Documentation ¶
Overview ¶
Package rs wraps the Rust tokenizer.
The two parts used by this wrapper are:
- The linked Rust tokenizer is in huggingface/tokenizers/tokenizers(https://github.com/huggingface/tokenizers/tree/main/tokenizers).
- The Rust wrapper with a C signature (`extern "C"`) is implemented in the subdirectory github.com/gomlx/tokenizers/rs(https://github.com/gomlx/tokenizers/tree/main/rs).
End users should use the public library in github.com/gomlx/tokenizers(https://github.com/gomlx/tokenizers) instead.
Index ¶
- Variables
- type EncodeParams
- type Encoding
- type Offset
- type Tokenizer
- func (t *Tokenizer) Decode(tokenIDs []uint32, skipSpecialTokens bool) string
- func (t *Tokenizer) Encode(str string, encParams EncodeParams) (*Encoding, error)

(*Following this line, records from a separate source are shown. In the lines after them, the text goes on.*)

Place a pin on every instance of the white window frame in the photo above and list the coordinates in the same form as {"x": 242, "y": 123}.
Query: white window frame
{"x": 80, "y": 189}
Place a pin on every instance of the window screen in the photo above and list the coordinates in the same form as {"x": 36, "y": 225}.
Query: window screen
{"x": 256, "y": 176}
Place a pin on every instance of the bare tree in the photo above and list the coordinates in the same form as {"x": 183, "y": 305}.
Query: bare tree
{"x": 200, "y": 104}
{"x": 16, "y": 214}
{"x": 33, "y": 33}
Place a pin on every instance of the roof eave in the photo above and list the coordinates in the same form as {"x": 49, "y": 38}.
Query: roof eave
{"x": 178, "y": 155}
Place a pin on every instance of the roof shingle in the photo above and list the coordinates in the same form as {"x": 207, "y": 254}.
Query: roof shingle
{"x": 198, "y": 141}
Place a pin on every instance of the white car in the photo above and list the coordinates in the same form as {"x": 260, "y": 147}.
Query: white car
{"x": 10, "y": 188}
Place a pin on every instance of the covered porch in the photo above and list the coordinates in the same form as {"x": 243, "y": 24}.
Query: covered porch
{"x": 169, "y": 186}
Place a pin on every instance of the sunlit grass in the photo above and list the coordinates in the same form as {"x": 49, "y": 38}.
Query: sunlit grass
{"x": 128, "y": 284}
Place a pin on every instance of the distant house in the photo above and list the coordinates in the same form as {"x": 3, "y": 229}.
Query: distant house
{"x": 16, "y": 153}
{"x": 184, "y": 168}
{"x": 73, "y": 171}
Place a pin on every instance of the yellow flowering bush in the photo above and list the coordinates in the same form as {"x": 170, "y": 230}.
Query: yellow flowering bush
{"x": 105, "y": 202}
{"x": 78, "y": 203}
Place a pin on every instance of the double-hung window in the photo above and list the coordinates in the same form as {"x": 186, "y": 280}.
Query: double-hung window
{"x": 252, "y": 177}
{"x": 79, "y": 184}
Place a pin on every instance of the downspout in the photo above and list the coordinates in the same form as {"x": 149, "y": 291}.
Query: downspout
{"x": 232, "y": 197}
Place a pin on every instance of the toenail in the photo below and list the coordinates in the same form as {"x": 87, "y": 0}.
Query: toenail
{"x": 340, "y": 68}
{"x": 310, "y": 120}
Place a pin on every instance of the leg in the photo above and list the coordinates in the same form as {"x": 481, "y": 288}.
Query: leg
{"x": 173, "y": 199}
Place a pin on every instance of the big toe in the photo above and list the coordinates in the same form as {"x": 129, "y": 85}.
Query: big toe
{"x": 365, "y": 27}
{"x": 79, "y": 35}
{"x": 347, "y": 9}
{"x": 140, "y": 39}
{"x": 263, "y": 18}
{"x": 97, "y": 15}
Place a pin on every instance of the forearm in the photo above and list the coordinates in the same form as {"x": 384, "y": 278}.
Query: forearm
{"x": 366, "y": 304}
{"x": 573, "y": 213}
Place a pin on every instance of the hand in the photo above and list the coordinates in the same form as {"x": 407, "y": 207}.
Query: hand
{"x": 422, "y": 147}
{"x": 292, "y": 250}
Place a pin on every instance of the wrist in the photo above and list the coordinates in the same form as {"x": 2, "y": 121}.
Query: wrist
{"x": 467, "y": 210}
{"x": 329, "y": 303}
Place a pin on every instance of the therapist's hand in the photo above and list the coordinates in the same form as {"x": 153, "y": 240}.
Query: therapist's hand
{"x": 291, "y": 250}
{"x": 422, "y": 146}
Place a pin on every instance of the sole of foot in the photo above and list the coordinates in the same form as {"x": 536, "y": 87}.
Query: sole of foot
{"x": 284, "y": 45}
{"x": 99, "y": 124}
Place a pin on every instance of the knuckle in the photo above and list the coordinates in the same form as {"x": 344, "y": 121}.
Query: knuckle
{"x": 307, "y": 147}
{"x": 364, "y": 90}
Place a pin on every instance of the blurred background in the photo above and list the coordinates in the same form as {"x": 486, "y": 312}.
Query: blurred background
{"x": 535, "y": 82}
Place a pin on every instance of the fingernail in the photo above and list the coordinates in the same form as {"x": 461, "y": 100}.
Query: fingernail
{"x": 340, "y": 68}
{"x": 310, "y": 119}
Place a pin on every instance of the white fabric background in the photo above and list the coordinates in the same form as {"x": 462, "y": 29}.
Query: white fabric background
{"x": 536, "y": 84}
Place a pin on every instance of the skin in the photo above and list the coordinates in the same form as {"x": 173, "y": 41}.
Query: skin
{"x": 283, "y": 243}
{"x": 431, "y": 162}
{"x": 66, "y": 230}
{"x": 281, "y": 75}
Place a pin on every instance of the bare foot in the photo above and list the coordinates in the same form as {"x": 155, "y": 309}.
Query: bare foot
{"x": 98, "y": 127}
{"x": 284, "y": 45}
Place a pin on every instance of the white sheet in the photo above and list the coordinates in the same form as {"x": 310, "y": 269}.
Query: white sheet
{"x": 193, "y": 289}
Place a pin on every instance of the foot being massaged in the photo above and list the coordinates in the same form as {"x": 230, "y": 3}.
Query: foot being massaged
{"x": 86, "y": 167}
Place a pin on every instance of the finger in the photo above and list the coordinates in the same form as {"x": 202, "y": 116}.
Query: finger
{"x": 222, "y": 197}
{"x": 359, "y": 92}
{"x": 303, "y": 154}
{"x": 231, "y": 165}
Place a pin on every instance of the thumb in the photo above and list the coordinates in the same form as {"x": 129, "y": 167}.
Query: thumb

- func (t *Tokenizer) EncodeBatch(strArr []string, encParams EncodeParams) ([]Encoding, error)
- func (t *Tokenizer) Finalize()
- func (t *Tokenizer) GetPadding() (isSet bool, strategy uint32, direction uint8, ...)
- func (t *Tokenizer) GetTruncation() (isSet bool, direction uint8, maxLength uint32, strategy uint8, stride uint32)
- func (t *Tokenizer) SetNoPadding()
- func (t *Tokenizer) SetNoTruncation() error
- func (t *Tokenizer) SetPadding(strategy uint32, direction uint8, padToMultipleOf, padId, padTypeId uint32, ...)
- func (t *Tokenizer) SetTruncation(direction uint8, maxLength uint32, strategy uint8, stride uint32) error
- func (t *Tokenizer) VocabSize() uint32
- type TruncationDirection
Constants ¶
This section is empty.
Variables ¶
var CountTokenizerAllocs = atomic.Int64{}
CountTokenizerAllocs counts the number of Tokenizer allocations. This is used to test for memory leaks.
Functions ¶
This section is empty.
Types ¶
type EncodeParams ¶
type EncodeParams struct {
AddSpecialTokens, ReturnTokens, ReturnTypeIds, ReturnSpecialTokensMask, ReturnAttentionMask, ReturnOffsets, WithOffsetsCharMode bool
}
EncodeParams are passed at `Encode` or `EncodeBatch` calls.
It's copy of the underlying C.EncodeParams.
func ReturnAll ¶
func ReturnAll(addSpecialTokens, withCharMode bool) EncodeParams
type Encoding ¶
type Encoding struct { TokenIds []uint32 TypeIds []uint32 SpecialTokensMask []uint32 AttentionMask []uint32 Tokens []string Offsets []Offset }
Encoding is the result of a Tokenizer.Encode.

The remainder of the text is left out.